Осенью 1861 года молодой Римский-Корсаков стал участником балакиревского кружка. Он был вовлечён в круг горячих обсуждений и споров. Особенно острой была полемика с Антоном Григорьевичем Рубинштейном, которого балакиревцы обвиняли в недооценке отечественного национально-самобытного искусства, в неверной ориентации на западный («общеевропейский») путь развития музыкальной культуры России.
Вместе с тем подвергали нападкам и прогрессивную деятельность Рубинштейна по созданию Русского музыкального общества (1859 г.) и первой в стране Петербургской консерватории (1862 г.).
Римский-Корсаков был поражён, узнав, что Балакирев и его друзья считают Гайдна устаревшим, Моцарта – наивным, Баха - сухим и бездушным, Шопена – жеманным. Авторитет и обаяние Милия Алексеевича были столь велики, что ему никто не возражал.
Прошло много лет, прежде чем Римскому-Корсакову удалось осознать объективные причины резкой, во многом верной, но и в чём-то ошибочной позиции, которую занимали балакиревцы в 60-х годах. Эта была непримиримость молодого поколения к существующему социальному строю, его авторитетам, стремление к другой жизни, с иными понятиями добра и правды, великого и нужного в искусстве.
Поощряемый Балакиревым, молодой музыкант пишет первую симфонию, с волнением приносит на суд товарищей каждую страницу, переделывает написанное, следуя указаниям обожаемого старшего друга. Его волнует всё, чем живёт кружок: музыка Балакирева к трагедии «Король Лир» Шекспира, опера Кюи «Кавказский пленник», хлопоты Балакирева и хормейстера Ломакина о создании Бесплатной музыкальной школы. Юноша был счастлив, что его принимают как равного эти талантливые люди, увлечённые любовью к русской музыке; он поверил в себя, понял, что ему открылось его истинное призвание.
Творческие радости были омрачены большим горем: умер отец. Римский-Корсаков тяжело переживал эту утрату. Но жизнь взяла своё: весной 1862 года состоялись выпускные экзамены, производство в гардемарины и назначение в заграничное плавание.
Начинающий композитолр не хотел отлучаться из Петербурга, готов был подать в отставку, только бы не прерывать музыкальные занятия, не расставаться с Балакиревым. Однако Воин Андреевич, ставший после смерти отца главой семьи, запретил думать об этом. Его поддержала мать. Гардемарину осталось только подчиниться. 19 октября 1862 года на петербургской пристани он простился с провожавшими его Балакиревым, Кюи, Канилле.
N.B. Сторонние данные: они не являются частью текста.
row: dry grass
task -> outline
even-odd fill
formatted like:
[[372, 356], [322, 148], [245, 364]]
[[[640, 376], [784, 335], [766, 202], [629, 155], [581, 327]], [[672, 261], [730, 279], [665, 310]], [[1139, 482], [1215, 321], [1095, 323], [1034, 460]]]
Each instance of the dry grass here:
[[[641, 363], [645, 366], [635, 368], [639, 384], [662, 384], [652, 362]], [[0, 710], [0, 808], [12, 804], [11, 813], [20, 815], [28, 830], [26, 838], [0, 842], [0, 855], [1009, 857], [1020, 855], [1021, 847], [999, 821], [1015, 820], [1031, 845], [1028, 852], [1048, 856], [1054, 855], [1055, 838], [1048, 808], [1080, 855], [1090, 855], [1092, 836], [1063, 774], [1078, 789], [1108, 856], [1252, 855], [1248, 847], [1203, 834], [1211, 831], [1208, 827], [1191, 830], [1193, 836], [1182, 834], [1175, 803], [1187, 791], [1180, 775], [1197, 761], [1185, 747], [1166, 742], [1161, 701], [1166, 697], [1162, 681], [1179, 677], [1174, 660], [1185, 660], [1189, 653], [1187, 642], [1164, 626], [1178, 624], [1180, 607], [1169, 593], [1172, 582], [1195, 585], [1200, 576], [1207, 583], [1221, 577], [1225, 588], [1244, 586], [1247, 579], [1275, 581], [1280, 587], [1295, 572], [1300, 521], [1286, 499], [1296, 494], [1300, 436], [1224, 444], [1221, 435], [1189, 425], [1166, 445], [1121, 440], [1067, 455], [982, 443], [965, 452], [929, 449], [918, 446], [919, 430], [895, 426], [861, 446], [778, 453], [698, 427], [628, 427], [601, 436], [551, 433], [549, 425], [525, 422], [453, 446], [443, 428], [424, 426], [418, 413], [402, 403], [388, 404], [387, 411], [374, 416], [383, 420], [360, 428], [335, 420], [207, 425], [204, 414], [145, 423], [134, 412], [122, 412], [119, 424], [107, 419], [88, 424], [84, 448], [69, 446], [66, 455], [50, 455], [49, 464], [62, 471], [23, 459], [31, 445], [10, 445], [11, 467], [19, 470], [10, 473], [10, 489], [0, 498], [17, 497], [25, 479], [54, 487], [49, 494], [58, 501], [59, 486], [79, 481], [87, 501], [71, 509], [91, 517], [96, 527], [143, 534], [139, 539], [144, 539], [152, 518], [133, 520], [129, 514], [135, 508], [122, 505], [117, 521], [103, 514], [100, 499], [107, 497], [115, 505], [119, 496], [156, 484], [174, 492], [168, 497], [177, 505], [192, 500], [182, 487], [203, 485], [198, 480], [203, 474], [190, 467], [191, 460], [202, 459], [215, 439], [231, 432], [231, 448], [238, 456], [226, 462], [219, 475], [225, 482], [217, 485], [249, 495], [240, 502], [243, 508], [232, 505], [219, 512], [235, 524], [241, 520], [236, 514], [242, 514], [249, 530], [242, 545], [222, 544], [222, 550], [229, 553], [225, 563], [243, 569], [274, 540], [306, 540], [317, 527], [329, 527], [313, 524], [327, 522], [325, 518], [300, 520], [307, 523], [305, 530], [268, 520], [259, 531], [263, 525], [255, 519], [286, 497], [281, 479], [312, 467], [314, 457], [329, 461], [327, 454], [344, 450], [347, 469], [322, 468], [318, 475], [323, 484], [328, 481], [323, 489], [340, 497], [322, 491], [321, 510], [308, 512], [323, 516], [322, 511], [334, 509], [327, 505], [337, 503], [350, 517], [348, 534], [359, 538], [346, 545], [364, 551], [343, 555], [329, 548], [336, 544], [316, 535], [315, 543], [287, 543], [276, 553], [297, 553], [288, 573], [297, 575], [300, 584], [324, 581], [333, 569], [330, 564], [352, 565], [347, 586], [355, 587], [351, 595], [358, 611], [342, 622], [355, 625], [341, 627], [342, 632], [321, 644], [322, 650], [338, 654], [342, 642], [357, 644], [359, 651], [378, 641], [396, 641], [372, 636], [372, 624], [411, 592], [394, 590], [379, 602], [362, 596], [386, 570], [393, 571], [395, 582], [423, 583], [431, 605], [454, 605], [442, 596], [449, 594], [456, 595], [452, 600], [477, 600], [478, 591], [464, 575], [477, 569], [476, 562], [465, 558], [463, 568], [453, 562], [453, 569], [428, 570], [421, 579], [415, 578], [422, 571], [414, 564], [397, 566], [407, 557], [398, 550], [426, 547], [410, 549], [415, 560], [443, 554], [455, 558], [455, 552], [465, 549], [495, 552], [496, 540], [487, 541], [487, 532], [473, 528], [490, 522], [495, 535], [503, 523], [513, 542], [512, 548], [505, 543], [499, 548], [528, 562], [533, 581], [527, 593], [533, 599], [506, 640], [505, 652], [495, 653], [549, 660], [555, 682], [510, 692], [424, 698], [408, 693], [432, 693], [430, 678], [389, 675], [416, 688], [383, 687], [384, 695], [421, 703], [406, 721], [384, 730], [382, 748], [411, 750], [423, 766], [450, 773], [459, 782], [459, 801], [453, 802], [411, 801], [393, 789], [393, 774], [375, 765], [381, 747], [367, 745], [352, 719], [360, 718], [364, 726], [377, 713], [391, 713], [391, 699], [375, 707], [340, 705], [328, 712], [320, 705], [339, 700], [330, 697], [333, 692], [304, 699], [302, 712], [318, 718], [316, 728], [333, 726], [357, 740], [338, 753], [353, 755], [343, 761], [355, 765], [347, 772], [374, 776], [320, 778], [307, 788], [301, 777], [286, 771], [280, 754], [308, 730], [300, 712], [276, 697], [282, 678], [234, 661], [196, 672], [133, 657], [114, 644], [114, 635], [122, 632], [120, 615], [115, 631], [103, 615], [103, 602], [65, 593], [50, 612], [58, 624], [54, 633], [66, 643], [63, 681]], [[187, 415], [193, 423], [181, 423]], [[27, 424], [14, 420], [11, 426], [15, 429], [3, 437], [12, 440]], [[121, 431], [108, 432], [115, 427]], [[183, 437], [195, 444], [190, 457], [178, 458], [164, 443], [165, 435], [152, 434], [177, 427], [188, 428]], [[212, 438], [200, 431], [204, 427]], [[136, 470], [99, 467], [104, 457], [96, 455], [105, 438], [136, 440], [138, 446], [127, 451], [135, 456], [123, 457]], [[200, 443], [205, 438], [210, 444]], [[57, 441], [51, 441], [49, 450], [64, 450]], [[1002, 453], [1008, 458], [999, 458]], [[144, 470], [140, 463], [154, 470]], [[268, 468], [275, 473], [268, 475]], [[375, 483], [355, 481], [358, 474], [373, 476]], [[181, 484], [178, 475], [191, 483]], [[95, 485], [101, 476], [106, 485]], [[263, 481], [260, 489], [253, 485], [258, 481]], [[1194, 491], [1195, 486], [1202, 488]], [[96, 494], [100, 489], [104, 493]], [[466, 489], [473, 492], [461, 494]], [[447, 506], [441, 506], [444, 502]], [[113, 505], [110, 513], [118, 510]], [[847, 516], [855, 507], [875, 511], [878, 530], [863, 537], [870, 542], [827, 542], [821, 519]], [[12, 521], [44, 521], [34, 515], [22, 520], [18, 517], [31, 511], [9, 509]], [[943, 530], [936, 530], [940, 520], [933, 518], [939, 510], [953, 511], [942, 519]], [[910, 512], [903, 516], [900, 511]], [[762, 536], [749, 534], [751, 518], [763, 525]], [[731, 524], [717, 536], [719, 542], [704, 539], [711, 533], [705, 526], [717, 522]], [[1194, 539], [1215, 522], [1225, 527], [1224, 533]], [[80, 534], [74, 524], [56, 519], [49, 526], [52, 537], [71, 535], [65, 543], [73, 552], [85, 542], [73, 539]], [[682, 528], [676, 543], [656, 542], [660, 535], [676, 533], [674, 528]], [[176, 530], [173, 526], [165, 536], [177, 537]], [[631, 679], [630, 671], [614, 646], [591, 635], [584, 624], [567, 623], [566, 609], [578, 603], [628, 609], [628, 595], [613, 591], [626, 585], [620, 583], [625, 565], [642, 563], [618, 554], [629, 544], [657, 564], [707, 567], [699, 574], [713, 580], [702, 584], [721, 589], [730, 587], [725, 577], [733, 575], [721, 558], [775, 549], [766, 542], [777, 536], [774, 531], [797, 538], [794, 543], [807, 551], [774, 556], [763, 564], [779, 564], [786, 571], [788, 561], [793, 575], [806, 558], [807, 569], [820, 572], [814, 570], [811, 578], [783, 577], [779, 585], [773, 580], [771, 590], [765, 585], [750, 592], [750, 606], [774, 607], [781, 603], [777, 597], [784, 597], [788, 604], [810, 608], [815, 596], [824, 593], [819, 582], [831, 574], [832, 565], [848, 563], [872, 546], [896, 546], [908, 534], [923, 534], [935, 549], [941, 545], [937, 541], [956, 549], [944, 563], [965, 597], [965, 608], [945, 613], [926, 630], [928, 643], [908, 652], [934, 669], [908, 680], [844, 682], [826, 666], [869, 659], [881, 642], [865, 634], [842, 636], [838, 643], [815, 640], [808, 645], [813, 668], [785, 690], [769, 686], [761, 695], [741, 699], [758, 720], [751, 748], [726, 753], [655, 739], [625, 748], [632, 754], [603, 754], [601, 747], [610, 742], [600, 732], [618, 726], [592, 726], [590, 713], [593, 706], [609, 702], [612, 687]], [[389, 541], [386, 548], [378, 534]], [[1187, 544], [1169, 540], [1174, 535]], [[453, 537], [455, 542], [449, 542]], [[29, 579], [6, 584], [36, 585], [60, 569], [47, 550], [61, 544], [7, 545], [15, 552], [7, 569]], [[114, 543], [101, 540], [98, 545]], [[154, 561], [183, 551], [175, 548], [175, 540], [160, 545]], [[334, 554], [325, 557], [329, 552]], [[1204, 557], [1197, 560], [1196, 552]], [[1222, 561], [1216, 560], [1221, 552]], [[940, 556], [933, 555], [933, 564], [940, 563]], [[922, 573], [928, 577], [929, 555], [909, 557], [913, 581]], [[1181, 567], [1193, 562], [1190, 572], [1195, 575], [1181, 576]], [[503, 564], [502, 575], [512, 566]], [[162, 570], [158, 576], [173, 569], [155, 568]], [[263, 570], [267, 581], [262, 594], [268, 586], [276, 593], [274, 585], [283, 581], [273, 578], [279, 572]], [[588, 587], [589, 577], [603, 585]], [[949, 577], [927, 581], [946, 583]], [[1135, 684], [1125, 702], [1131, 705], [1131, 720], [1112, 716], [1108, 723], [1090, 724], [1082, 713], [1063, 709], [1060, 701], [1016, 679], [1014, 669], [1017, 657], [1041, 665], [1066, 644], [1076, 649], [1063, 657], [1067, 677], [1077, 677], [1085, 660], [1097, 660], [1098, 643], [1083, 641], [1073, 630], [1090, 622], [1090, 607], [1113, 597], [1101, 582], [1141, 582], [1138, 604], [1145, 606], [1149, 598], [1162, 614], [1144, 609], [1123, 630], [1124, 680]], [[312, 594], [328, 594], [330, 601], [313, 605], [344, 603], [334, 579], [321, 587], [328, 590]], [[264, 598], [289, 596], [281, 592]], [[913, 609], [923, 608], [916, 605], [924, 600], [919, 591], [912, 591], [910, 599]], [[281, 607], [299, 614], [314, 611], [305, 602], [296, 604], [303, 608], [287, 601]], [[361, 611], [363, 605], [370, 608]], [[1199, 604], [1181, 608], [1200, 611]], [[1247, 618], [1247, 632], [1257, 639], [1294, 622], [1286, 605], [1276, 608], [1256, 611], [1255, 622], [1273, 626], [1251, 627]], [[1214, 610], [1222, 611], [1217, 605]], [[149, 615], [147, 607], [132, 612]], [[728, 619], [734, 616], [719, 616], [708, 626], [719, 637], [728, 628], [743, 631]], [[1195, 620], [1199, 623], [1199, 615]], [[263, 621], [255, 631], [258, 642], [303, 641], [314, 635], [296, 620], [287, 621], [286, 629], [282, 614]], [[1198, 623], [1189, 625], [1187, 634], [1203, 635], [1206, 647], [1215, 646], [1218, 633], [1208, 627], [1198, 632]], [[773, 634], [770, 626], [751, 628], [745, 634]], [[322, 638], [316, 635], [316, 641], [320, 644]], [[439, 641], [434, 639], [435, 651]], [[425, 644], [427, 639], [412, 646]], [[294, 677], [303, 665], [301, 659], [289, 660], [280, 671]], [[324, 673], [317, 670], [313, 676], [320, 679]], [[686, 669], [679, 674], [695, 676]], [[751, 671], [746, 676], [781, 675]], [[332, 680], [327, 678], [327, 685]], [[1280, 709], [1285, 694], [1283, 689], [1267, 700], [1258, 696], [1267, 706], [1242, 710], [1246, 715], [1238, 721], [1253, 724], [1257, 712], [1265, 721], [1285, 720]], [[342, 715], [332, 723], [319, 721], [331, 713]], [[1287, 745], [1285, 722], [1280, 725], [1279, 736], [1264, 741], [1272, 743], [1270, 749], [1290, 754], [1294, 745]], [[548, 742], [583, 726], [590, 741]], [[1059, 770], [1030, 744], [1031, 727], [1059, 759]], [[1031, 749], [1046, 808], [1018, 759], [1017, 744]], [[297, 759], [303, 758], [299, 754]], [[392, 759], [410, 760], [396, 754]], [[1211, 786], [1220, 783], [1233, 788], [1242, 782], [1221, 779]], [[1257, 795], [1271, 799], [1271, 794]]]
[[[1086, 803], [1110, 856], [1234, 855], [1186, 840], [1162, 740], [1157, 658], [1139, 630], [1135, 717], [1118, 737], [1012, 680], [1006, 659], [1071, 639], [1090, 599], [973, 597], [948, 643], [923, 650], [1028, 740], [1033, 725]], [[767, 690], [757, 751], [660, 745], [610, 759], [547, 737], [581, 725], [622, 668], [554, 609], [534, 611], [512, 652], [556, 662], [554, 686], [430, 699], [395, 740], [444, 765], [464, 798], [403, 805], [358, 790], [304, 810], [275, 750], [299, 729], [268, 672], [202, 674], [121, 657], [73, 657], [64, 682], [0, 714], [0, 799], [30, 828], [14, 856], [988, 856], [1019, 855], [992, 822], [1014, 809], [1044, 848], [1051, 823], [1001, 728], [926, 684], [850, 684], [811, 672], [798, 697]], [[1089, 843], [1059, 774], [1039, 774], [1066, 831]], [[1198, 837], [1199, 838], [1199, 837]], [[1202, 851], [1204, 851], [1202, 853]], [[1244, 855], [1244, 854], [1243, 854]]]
Римский-Корсаков отправился с твёрдым намерением продолжать заниматься композицией. Он сразу взялся за сочинение Анданте для симфонии на тему русской народной песни про татарский полон, предложенной Балакиревым. Проделанную работу он отправил на суд учителя и получил одобрительный ответ. Однако за время плавания композитор больше ничего не написал.
Музыкой стал заниматься меньше, хотя у гардамаринов свободного времени было достаточно. Отход от музыки переживался болезненно. Об этом он писал матери: «Ты всё меня спрашиваешь, сочиняю ли я пиэски, к чему у меня, кажется, как говорят, есть талант. Нет, я не сочиняю ни пиэсок, ни пиэс, а талант у меня есть, и мне это не кажется, а я знаю это наверно… В России музыка только что начала с Глинки своё развитие, и все рувсские музыканты не идут, а летят вперёд. Я бы должен поддержать это развитие музыки в России, из меня вышло бы много… А я теперь сижу и ничего не делаю…» Место музыки заняла литература. Он жадно, с упоением читал книги, о которых увлечённо говорил Стасов на балакиревских вечерах; вникал в содержание статей революционных демократов. «Всё это плавание, - писал он Балакиреву, - я постоянно читал: прочёл, между прочим, «Илиаду» и «Одиссею», ах, как это хорошо!.. Читал Шекспира, Белинского, Шлоссера и проч… Скажу Вам, что мне ужасно полюбился Белинский, я его читал и перечитывал… Шекспировских пьес я теперь знаю 25, шиллеровы все, Гёте – «Фауста», «Германа и Доротею», «Римские элегии»…»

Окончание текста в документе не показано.